Ferrari ownership is one of the most exclusive (and at times frustrating) experiences on the planet, but the work of its incoming CEO Benedetto Vigna is anything but. In fact, Vigna's inventions have become so ubiquitous that you've probably held his work in your hands, if not used it to shatter a TV screen or two.
Vigna, who holds a degree in subnuclear physics from the University of Pisa, according to Reuters, conceived the technology behind these devices while working at Switzerland's STMicroelectronics. Between 1995 and 2001, reports IEEE Spectrum, Vigna developed microelectromechanical system (MEMS) technologies that culminated in a small gyroscopic sensor capable of detecting motion in three dimensions. It was reportedly leaps and bounds more advanced than similar two-dimensional sensors available at the low end of the market, but far more affordable than comparable three-dimensional sensors, which were top-dollar units often used in aerospace.
Among this technology's many possible applications was video games, and in 2005, STM reportedly scored a deal with Nintendo to supply gyroscopic MEMS sensors for the Wii game console's motion-sensitive controllers. In 2010, similar sensors would arrive in Apple's iPhone 4, allowing its camera to switch between landscape and portrait modes. Today, the technology Vigna helped develop appears in most smartphones, innumerable varieties of electronics, and of course, cars, where it reportedly plays a role in active safety and advanced driver assistance systems (ADAS).

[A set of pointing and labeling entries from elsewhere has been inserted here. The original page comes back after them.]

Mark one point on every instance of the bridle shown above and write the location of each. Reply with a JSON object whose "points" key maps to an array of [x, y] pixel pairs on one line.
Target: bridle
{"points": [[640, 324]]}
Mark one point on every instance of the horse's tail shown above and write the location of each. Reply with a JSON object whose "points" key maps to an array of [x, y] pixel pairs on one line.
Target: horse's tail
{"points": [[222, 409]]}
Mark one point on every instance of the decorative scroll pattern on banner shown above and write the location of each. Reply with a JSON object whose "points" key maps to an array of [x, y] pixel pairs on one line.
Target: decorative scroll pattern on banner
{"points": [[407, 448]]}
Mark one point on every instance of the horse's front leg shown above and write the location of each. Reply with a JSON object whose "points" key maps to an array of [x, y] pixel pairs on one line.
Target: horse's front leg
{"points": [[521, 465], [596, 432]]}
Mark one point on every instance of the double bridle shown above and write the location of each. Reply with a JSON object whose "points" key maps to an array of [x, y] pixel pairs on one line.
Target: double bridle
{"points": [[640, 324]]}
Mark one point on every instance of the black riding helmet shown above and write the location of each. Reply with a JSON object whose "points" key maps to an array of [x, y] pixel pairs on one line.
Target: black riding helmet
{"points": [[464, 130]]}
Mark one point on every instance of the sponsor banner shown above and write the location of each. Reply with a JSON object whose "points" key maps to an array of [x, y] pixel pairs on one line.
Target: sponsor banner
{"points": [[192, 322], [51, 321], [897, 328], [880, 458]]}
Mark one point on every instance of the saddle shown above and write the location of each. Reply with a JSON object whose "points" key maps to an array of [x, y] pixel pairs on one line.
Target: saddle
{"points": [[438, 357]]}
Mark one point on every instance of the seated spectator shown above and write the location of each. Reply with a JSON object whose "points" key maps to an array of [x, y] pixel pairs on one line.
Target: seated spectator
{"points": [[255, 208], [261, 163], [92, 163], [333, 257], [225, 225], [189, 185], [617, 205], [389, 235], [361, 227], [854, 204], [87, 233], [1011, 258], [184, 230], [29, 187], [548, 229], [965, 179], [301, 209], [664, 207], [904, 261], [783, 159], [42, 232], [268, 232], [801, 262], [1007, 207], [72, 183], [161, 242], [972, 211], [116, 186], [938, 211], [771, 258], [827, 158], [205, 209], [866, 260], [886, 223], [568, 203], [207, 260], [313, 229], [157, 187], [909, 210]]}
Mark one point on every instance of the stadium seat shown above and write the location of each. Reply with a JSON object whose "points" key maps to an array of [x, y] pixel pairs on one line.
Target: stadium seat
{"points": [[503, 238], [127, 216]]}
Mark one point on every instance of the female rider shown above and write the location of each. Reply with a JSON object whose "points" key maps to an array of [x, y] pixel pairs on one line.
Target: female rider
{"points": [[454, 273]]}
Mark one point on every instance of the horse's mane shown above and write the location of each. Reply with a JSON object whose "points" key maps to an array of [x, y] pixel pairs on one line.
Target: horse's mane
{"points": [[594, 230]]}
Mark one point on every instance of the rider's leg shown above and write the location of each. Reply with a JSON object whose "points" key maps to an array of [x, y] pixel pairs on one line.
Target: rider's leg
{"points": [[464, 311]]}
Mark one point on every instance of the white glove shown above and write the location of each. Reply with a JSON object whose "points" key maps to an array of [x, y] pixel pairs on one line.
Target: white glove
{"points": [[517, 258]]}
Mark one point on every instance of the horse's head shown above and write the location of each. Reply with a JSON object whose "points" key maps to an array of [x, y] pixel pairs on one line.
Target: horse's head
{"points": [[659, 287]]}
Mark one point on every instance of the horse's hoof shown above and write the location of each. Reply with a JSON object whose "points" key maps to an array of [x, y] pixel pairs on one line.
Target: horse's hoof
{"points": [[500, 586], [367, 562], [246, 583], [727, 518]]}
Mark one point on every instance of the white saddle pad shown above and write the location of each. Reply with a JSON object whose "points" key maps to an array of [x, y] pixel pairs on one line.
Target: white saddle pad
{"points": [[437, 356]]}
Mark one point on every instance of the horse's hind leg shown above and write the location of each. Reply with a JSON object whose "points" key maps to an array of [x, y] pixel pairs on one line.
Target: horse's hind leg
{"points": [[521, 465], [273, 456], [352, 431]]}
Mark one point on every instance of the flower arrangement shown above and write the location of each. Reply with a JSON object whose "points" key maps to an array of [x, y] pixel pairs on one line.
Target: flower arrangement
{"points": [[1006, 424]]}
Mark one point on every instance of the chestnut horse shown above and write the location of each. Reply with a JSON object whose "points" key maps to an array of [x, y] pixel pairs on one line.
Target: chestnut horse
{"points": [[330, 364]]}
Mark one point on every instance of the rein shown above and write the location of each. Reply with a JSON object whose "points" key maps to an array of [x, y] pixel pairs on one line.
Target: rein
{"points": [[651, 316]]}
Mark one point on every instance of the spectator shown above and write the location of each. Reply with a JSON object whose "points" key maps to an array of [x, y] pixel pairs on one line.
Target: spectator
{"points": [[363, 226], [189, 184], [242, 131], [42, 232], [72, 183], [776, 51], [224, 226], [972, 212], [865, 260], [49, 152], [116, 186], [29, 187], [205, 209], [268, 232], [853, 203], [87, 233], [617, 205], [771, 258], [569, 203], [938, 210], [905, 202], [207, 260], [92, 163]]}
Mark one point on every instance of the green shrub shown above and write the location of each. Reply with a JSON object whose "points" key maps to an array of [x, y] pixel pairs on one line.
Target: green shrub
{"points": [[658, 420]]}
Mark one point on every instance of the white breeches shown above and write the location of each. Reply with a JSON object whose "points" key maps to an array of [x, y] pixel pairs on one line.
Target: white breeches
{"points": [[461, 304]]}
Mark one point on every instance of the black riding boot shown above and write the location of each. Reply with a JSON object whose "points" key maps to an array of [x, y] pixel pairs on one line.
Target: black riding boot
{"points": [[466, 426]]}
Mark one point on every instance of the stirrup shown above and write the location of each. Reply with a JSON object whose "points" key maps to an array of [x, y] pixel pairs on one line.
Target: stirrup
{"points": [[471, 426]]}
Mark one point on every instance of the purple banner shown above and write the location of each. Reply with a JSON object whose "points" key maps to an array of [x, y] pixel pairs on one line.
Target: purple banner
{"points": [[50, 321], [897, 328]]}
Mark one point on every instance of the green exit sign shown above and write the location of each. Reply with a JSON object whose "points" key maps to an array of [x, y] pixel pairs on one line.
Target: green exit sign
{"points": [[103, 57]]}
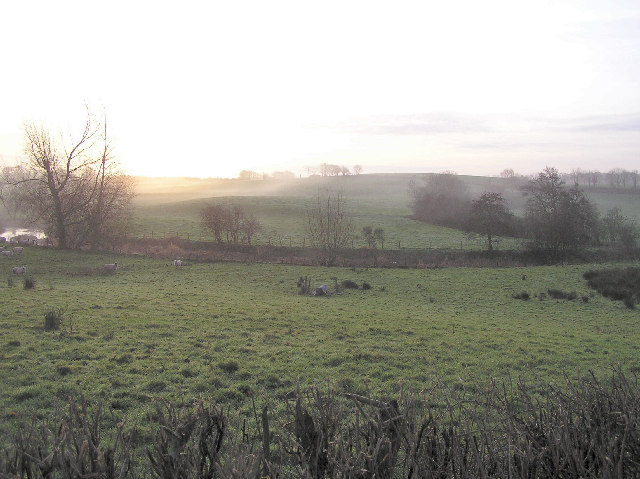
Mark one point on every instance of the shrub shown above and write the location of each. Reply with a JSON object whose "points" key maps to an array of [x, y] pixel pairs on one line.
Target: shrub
{"points": [[64, 370], [556, 293], [348, 284], [53, 319], [229, 367], [616, 284]]}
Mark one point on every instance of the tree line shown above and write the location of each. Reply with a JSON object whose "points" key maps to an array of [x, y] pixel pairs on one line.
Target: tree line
{"points": [[557, 219]]}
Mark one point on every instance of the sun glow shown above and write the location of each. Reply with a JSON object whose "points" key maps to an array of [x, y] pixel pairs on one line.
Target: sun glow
{"points": [[211, 89]]}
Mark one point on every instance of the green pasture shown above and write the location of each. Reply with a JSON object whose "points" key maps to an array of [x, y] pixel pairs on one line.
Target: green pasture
{"points": [[171, 207], [230, 330]]}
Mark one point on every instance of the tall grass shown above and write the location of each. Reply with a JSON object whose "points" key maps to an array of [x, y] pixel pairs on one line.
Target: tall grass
{"points": [[585, 428]]}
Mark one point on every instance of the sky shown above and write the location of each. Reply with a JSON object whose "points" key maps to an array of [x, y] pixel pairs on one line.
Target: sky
{"points": [[206, 89]]}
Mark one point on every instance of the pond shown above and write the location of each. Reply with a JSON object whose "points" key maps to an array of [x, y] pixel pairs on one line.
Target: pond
{"points": [[10, 233]]}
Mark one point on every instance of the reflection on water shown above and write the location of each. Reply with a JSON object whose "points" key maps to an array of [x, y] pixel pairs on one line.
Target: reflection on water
{"points": [[22, 231]]}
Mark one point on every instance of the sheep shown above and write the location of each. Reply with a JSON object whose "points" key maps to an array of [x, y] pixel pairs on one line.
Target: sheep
{"points": [[111, 267]]}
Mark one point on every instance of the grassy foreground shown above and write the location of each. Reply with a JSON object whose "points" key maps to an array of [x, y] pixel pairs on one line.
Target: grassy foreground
{"points": [[229, 330]]}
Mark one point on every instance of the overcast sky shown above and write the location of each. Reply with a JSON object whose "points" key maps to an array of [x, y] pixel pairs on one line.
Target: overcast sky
{"points": [[211, 88]]}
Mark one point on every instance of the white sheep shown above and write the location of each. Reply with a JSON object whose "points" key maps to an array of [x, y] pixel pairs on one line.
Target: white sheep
{"points": [[111, 267]]}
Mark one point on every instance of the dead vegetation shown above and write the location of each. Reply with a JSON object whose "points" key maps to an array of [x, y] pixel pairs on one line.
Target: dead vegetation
{"points": [[585, 428]]}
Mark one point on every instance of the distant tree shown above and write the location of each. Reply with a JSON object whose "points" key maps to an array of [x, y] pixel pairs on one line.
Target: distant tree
{"points": [[214, 219], [249, 175], [378, 236], [507, 173], [329, 224], [442, 200], [74, 189], [230, 221], [250, 226], [283, 175], [619, 229], [490, 217], [334, 170], [234, 219], [558, 219], [367, 234]]}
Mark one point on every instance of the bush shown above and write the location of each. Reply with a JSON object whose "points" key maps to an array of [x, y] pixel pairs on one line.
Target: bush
{"points": [[53, 319], [556, 293], [229, 367], [616, 284], [348, 284]]}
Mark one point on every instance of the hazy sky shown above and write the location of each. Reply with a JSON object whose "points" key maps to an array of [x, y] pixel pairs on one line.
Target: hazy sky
{"points": [[210, 88]]}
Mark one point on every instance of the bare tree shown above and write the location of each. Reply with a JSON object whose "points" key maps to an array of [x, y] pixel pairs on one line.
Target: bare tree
{"points": [[378, 235], [73, 190], [442, 200], [329, 225], [490, 217], [558, 219], [250, 226], [214, 219], [231, 221]]}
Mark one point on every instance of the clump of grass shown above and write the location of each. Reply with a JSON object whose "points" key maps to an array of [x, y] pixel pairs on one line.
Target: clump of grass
{"points": [[64, 370], [53, 319], [229, 367], [348, 284], [156, 386], [557, 293], [616, 284]]}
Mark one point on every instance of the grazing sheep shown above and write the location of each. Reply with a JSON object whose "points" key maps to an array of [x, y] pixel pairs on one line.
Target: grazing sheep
{"points": [[111, 267]]}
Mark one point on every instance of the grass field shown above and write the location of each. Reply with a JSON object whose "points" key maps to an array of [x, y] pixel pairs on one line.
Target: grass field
{"points": [[227, 330], [166, 208]]}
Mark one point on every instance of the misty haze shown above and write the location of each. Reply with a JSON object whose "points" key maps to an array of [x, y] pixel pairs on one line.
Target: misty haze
{"points": [[349, 240]]}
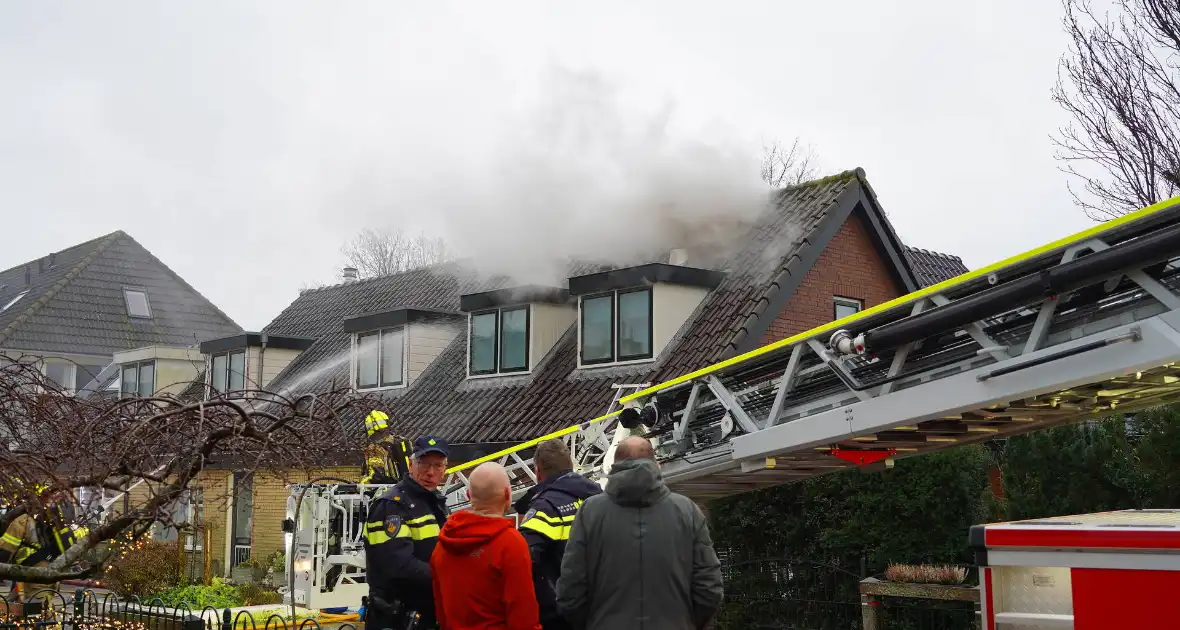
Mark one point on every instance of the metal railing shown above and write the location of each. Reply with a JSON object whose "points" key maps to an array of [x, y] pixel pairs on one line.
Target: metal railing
{"points": [[791, 594], [85, 610]]}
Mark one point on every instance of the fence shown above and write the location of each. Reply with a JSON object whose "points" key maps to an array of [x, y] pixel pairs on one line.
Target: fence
{"points": [[785, 594], [85, 610]]}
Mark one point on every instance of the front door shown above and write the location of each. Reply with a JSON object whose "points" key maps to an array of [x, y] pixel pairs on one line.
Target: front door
{"points": [[242, 517]]}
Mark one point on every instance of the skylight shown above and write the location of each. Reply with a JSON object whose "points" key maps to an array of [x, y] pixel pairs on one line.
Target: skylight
{"points": [[14, 300], [137, 303]]}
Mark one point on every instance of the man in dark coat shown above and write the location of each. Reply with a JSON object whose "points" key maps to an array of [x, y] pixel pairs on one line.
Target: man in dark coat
{"points": [[640, 553], [549, 512]]}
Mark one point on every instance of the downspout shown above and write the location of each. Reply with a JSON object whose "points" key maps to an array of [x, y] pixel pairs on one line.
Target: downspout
{"points": [[262, 353]]}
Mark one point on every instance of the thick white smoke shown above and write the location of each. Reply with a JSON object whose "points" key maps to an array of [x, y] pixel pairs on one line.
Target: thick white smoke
{"points": [[579, 176]]}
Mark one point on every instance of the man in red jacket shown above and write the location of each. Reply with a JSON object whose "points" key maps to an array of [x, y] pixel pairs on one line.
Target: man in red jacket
{"points": [[480, 568]]}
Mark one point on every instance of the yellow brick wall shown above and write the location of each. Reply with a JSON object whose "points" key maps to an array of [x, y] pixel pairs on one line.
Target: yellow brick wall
{"points": [[270, 493]]}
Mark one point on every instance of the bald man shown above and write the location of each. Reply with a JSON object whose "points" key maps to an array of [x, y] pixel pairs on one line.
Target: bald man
{"points": [[480, 568], [638, 556]]}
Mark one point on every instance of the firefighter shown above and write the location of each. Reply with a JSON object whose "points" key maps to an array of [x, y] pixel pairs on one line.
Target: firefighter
{"points": [[386, 457], [549, 510], [37, 543], [400, 532]]}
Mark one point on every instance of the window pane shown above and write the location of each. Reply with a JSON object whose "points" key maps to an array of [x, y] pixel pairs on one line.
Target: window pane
{"points": [[366, 360], [148, 379], [236, 372], [635, 325], [130, 379], [61, 374], [515, 339], [391, 356], [218, 375], [84, 374], [137, 303], [483, 343], [597, 334], [845, 308]]}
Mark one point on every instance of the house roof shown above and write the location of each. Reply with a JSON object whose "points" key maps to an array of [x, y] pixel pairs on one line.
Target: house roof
{"points": [[74, 302], [932, 267], [759, 275]]}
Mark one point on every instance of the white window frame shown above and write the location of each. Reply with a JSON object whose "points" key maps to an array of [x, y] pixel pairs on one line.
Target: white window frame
{"points": [[71, 374], [14, 300], [155, 376], [126, 302], [228, 355], [840, 301], [192, 540], [614, 294], [498, 371], [355, 358]]}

Currently serving as president of MEMS and sensors at STM, Vigna will trade his current corner office for another on September 1, when CNN reports he will take the helm of Ferrari. In addition to leading Ferrari into an age of electrification and debatably brand-diluting crossovers, Vigna will reportedly oversee the rebuilding of Ferrari's Formula One outfit, which endured its worst season in 40 years in 2020.
Considering the Scuderia has already secured itself two pole positions and one podium in 2021, though, it doesn't seem Vigna will need to spur the Prancing Horse on too hard.